Over the last year, the war in Ukraine has, by and large, been overshadowed by the one in Palestine. Although, the nature of two wars is different, the west is involved in both, funding and arming one side. ¸But the west which could have helped stop the war in Gaza has looked on impassively as Israel carries out daily displacements and killings of Palestinians.
Contrast this with the West’s approach to Ukraine where it engages in its familiar charade about human rights. One positive takeaway for the world from the ongoing Gaza genocide is the growing recognition that the west’s commitment to its grand principles is fake and hypocritical. And that it has a different yardstick for the violations of international law when it comes to non-white people.
Two ongoing wars have also underlined a new reality of modern warfare, and which is that it has become increasingly difficult for a country, however powerful, to defeat another country, however weaker. Over two years into its campaign in Ukraine, Russia, a great power, is showing both fatigue and inability to overrun the country. And Israel, despite its vaunted military machine and the western support, has failed to defeat Hamas in Gaza, just a 25-mile long stretch of coastal land, where it has already killed over 40,000 people.
Like Ukraine, the war in Gaza is nowhere nearer to end. At the same time, the countries that are the strongest parties in the two wars aren’t in a position to win them. Ukraine looks set to be another Afghanistan for Russia, much more so following western support for Ukraine that is disproportionately more than what it was for Afghanistan through the eighties. Will the trajectory of Russia’s Afghanistan campaign replicate in Ukraine? It may very well do. Or else in case of a Russian victory, the west, especially Europe, will have little option but to fall in line with Russia’s geopolitical aims.
The war in Gaza, on the other hand, is overwhelmingly unequal: It is a militia type group armed with largely basic weapons, up against a nuclear-armed Israel possessing the world’s most advanced weaponry. But despite almost a year of relentless bombardment, and ground assaults, the IDF is far from ensuring the surrender of Hamas. Hamas may never defeat Israel, but it has stretched Israeli power to its limits.

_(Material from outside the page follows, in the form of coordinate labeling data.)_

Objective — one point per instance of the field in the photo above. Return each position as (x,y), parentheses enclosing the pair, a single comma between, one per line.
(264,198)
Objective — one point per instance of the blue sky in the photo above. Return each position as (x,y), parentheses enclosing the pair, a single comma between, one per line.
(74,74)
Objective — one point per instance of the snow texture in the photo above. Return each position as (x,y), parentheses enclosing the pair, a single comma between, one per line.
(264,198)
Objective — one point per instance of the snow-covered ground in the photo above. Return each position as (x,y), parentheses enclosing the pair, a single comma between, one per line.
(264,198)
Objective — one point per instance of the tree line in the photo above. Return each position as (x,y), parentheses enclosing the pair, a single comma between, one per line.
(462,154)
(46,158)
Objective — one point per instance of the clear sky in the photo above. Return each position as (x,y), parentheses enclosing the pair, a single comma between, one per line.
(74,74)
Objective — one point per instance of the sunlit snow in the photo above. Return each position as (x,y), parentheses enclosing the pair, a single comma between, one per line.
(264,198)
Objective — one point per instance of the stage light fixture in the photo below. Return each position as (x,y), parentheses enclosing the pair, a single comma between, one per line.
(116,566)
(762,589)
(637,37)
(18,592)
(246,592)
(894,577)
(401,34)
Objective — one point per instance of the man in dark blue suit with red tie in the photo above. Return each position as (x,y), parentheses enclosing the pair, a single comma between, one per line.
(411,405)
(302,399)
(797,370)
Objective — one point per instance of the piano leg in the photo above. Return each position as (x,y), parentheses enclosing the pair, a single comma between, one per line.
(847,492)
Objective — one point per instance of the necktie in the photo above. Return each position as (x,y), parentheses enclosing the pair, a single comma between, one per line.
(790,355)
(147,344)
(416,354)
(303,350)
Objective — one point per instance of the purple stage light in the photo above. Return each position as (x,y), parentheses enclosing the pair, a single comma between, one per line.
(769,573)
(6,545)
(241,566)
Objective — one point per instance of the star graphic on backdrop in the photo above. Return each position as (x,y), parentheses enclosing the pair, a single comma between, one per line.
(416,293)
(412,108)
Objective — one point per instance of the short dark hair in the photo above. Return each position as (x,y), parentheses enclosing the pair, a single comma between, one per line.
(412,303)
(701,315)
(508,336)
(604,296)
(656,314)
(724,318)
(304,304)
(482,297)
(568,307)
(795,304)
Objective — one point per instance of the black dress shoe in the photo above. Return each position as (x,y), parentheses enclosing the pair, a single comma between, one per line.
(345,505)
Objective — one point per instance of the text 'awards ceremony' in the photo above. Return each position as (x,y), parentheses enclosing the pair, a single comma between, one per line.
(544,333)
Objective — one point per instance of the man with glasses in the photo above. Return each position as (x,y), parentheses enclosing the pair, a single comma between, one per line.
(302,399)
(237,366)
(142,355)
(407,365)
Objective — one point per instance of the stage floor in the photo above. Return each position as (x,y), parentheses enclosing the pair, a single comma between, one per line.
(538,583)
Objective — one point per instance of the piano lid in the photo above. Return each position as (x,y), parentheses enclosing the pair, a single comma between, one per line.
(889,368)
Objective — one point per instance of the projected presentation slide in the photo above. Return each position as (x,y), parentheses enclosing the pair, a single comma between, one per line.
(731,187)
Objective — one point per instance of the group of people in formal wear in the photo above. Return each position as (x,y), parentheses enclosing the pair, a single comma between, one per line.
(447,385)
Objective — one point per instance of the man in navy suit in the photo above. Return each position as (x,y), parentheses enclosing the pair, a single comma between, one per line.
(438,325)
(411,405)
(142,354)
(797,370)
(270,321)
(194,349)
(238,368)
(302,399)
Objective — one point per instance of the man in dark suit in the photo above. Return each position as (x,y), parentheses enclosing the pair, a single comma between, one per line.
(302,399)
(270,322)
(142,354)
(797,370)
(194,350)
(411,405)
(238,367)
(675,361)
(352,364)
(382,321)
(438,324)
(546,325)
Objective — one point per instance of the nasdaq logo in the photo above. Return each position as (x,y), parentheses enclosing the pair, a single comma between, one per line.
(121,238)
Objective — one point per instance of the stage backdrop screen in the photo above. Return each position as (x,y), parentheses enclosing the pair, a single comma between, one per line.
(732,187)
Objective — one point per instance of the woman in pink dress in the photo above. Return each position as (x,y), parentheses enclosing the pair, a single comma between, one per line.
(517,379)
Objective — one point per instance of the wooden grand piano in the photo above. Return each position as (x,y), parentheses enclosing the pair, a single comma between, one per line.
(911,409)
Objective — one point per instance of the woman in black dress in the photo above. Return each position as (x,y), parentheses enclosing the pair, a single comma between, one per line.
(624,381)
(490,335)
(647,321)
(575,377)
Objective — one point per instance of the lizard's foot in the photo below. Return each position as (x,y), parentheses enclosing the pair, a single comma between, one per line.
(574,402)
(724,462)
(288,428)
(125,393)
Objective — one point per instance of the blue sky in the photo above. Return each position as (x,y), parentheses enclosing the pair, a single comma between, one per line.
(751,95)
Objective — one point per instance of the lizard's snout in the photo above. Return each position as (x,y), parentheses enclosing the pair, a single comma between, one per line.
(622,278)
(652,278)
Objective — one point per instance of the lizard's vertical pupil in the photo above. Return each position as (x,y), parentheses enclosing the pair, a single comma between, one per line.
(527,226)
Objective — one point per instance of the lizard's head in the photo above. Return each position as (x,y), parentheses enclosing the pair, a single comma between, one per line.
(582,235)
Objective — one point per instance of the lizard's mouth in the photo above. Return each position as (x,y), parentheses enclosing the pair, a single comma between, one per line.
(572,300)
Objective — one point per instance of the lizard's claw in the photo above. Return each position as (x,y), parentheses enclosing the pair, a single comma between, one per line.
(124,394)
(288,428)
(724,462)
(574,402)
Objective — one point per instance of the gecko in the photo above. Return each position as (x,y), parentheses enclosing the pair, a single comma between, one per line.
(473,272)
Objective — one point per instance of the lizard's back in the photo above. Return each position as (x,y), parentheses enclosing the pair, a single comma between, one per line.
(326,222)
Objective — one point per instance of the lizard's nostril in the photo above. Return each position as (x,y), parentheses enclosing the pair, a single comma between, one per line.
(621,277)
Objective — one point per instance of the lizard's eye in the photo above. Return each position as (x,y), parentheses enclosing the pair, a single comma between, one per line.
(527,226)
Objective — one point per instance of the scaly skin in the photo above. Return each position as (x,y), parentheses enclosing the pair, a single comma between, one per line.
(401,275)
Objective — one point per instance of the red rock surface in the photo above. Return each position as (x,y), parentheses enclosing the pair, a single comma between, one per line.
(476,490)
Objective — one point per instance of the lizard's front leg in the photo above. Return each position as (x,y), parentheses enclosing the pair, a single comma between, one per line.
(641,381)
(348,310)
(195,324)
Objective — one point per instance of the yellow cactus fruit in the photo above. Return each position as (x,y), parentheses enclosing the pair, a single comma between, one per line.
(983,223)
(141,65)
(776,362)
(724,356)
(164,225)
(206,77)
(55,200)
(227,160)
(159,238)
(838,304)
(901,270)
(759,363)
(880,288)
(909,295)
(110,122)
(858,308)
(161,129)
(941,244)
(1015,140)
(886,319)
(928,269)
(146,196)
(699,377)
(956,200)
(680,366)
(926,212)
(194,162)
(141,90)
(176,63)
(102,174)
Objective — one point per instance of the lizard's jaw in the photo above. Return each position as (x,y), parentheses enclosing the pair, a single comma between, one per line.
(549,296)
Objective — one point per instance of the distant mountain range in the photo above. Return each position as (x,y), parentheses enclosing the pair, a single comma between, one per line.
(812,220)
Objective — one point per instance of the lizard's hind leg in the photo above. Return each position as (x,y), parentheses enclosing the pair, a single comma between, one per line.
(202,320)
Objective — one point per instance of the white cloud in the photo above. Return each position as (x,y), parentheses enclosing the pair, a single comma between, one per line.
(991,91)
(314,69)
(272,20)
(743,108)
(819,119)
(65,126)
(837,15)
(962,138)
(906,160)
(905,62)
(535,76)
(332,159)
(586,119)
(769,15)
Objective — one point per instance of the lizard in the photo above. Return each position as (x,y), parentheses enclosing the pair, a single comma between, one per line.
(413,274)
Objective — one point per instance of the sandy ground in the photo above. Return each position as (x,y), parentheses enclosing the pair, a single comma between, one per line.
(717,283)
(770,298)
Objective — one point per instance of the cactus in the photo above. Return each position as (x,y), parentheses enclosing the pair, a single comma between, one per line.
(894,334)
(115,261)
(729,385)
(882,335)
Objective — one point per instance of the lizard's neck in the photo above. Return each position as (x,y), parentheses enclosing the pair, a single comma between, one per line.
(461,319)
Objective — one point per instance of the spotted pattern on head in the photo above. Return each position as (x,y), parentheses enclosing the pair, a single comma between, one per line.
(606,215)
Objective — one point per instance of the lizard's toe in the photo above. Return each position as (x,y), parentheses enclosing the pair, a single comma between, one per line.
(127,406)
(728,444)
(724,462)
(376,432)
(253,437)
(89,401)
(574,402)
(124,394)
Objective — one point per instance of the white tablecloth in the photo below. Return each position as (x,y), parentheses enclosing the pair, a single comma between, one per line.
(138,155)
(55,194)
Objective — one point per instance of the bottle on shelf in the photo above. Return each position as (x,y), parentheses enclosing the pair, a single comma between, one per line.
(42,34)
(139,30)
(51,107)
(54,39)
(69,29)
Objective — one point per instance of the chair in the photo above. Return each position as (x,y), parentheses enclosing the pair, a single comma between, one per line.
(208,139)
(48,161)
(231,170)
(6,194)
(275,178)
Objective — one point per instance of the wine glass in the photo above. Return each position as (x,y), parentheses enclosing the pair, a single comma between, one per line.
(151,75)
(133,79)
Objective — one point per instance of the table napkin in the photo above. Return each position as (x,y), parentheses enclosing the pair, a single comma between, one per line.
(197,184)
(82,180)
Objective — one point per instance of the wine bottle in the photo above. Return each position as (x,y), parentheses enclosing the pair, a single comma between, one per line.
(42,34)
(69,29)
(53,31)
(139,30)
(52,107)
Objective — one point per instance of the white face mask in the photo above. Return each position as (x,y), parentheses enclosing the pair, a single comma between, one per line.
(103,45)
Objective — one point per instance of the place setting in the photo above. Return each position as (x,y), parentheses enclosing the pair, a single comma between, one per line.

We may have to wait indefinitely for the outcome of the two wars, but they only look set to reinforce the status quo in the world: The west looks set to retain its pre-eminence in world affairs. But things can work out differently too: Russia’s unlikely outright victory over Ukraine and Hamas fighting Israel to a standstill has the potential to unravel the western global order that has dominated for centuries.